And his wife, a powerhouse manager in the fashion industry in the other world, must now content herself to be a lowly housewife, learn to cook her husband’s favorite foods, abstain from more inventive sex practices and go to women’s committee meetings.  There is only B&W TV shows, no internet or cable or cell phones, foods with lots of MSG and salt, Tupperware, and, of course, in a pinch, TV dinners.

There is also no Gay, women, or people-of-color rights.  Everything, on the surface, at least, must look spic-and-span.  Call it role-playing, pretending, or play-acting, you must abide by the customs and norms of this Edenistic-like world.  Obviously, not everything will go according to Hoyle, but to tell you much more about the plot, would spoil the surprises.

The script, by Harrison, is very clever and raises some important questions and issues.  We are all in the pursuit for happiness.  And, when we dream, we may imagine a simpler world and time to escape to.  But, in reality, I believe, the secret to happiness lies not “out there” somewhere, it lies within.  The trick  is to expand that inner peace of mind to our busy, outward world.  I think that is the theme of this piece.  Well done, I say, as it does give much food for thought.

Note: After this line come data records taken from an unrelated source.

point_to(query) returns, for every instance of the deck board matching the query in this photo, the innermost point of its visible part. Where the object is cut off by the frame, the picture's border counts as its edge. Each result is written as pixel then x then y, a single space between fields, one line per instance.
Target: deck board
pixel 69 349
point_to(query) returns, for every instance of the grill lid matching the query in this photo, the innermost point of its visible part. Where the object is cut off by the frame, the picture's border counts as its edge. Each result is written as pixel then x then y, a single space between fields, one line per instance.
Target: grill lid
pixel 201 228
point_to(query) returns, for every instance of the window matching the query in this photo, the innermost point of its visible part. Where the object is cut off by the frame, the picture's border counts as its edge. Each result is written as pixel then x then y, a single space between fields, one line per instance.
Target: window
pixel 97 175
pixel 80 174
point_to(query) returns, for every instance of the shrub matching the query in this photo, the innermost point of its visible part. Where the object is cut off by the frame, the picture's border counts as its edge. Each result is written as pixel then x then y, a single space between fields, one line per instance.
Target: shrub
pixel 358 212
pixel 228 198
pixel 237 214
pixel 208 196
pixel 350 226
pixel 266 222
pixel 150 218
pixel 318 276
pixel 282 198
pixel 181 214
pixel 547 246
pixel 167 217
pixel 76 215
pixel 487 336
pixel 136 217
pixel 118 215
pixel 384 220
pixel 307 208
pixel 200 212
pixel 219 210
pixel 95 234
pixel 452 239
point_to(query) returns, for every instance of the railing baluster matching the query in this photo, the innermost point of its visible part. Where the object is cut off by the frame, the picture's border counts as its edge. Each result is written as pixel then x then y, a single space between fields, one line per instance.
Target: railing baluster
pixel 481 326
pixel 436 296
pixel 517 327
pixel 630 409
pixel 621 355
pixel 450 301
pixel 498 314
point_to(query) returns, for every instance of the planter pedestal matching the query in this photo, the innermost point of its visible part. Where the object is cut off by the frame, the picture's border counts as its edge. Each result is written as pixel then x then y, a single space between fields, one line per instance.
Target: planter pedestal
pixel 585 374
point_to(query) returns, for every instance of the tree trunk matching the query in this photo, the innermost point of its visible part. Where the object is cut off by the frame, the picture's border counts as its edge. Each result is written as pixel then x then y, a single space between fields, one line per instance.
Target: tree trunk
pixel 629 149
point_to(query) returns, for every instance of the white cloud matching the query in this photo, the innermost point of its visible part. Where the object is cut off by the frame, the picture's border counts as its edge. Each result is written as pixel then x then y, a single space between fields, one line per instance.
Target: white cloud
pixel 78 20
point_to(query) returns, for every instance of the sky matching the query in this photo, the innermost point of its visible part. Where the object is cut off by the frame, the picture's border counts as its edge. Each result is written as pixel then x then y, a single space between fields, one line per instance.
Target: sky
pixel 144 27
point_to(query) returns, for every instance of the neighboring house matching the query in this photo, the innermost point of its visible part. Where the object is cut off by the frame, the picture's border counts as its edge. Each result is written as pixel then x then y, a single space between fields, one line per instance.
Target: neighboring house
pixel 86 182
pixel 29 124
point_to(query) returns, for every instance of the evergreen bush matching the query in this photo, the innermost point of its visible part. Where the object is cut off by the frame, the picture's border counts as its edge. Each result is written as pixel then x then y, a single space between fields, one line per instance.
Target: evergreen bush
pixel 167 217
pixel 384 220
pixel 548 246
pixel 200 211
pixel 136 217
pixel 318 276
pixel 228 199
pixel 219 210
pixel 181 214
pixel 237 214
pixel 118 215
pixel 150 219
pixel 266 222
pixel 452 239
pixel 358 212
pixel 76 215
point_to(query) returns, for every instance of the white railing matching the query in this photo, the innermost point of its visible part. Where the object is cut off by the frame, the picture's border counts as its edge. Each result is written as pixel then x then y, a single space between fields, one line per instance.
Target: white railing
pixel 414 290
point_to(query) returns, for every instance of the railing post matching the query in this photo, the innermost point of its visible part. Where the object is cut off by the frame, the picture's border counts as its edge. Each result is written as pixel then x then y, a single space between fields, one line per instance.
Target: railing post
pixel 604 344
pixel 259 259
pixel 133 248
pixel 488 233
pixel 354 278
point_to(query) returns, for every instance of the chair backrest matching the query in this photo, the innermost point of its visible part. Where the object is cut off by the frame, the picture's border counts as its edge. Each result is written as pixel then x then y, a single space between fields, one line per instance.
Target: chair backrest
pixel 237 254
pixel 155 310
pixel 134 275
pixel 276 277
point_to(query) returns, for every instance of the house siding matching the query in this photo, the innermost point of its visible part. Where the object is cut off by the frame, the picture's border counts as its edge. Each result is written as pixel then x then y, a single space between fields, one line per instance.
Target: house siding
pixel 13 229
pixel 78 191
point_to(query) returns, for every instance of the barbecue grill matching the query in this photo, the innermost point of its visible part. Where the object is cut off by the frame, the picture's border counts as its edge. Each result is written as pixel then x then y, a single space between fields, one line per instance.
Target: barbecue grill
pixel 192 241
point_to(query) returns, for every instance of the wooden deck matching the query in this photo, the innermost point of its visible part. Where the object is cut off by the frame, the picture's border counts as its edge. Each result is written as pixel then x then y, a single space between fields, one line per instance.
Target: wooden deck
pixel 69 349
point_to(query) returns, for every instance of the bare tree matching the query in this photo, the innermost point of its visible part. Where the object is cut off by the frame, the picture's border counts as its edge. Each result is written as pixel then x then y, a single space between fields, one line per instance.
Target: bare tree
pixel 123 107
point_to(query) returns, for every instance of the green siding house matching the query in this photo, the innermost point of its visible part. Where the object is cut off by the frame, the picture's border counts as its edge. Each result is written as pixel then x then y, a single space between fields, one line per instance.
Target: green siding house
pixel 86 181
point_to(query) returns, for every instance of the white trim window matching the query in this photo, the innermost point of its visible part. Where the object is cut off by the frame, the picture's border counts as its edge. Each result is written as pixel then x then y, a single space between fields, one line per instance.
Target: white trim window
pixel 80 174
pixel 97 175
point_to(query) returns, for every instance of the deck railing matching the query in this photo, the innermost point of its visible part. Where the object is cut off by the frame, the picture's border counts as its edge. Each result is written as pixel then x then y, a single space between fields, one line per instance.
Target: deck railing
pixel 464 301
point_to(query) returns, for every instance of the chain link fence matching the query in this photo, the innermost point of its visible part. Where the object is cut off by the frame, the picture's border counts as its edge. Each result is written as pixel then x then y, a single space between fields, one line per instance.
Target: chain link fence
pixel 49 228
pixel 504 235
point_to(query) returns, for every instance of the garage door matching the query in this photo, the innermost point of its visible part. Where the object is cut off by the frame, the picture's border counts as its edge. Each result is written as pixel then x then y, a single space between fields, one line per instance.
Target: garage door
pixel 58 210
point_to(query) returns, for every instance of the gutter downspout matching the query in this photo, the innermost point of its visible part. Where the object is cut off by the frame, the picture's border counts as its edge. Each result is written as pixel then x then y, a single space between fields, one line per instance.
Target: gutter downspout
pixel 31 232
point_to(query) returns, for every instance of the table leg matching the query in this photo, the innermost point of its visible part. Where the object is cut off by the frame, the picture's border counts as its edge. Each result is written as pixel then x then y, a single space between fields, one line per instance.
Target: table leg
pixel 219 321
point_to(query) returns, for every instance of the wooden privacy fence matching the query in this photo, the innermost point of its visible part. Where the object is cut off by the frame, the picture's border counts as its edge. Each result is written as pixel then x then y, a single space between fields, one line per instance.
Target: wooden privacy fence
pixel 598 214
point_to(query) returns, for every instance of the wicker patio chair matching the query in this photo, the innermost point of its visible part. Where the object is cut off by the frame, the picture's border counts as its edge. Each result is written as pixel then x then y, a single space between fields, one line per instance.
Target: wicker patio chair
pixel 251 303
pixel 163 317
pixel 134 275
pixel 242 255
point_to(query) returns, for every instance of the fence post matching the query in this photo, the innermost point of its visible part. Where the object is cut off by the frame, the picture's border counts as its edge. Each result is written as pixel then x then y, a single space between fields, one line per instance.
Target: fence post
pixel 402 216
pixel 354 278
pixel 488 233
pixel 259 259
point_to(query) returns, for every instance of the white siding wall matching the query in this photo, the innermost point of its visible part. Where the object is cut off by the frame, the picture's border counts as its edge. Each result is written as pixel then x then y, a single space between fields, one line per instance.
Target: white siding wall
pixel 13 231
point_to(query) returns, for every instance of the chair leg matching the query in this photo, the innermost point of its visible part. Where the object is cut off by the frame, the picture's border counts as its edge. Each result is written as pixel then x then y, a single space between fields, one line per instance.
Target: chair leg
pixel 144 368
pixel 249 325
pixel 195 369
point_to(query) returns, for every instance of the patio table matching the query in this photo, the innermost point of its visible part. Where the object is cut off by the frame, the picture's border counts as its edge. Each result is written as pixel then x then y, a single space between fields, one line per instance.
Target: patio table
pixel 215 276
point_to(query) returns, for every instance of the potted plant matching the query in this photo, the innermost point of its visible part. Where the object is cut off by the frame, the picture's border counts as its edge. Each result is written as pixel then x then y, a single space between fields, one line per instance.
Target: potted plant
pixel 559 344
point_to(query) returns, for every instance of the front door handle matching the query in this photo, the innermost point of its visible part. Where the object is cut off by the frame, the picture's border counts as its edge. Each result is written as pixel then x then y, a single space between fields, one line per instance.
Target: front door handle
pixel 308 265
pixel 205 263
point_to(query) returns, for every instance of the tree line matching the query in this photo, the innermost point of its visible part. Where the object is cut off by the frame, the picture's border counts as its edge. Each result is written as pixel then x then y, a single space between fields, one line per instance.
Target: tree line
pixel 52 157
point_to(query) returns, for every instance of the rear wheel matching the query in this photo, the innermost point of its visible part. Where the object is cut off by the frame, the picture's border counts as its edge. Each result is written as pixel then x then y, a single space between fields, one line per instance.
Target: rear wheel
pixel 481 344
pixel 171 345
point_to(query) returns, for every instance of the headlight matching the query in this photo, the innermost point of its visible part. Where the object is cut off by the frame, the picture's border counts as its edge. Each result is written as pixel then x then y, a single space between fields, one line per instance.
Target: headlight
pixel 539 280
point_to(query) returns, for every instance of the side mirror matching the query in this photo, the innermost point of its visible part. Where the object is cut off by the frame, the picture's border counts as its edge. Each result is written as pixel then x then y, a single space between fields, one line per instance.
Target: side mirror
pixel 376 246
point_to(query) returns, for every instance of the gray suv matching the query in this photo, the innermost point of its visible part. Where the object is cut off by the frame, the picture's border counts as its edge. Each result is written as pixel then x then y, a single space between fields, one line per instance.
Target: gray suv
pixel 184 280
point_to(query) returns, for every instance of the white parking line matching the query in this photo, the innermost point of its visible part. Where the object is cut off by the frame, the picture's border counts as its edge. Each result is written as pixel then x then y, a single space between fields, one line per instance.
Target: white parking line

Ward has done a wonderful job of using the small space to create such a large world, as well as the scenic designer, Sarah Lydecker.  And her cast is up to the challenge of jumping back and forth in time periods.  Conway must leap from being an outwardly gay man in one world, to a rough-and-tough he-man of another time.  Westerby, too, must balance her character’s personal frustrations with the calm exterior she is supposed to exhibit.

McGrath must balance at least three personas and does them all well.  Houghton is very convincing as a frantic husband trying to salvage his marriage and dealing with the degradation of a past era.  And Schenter is a marvel, as she tries to hold onto sanity and yet appear to conform.  The whole cast and the director must be commended for presenting such challenging material so well.

I recommend this show.  As mentioned, this is the last weekend, but if you do go, please tell them Dennis sent you.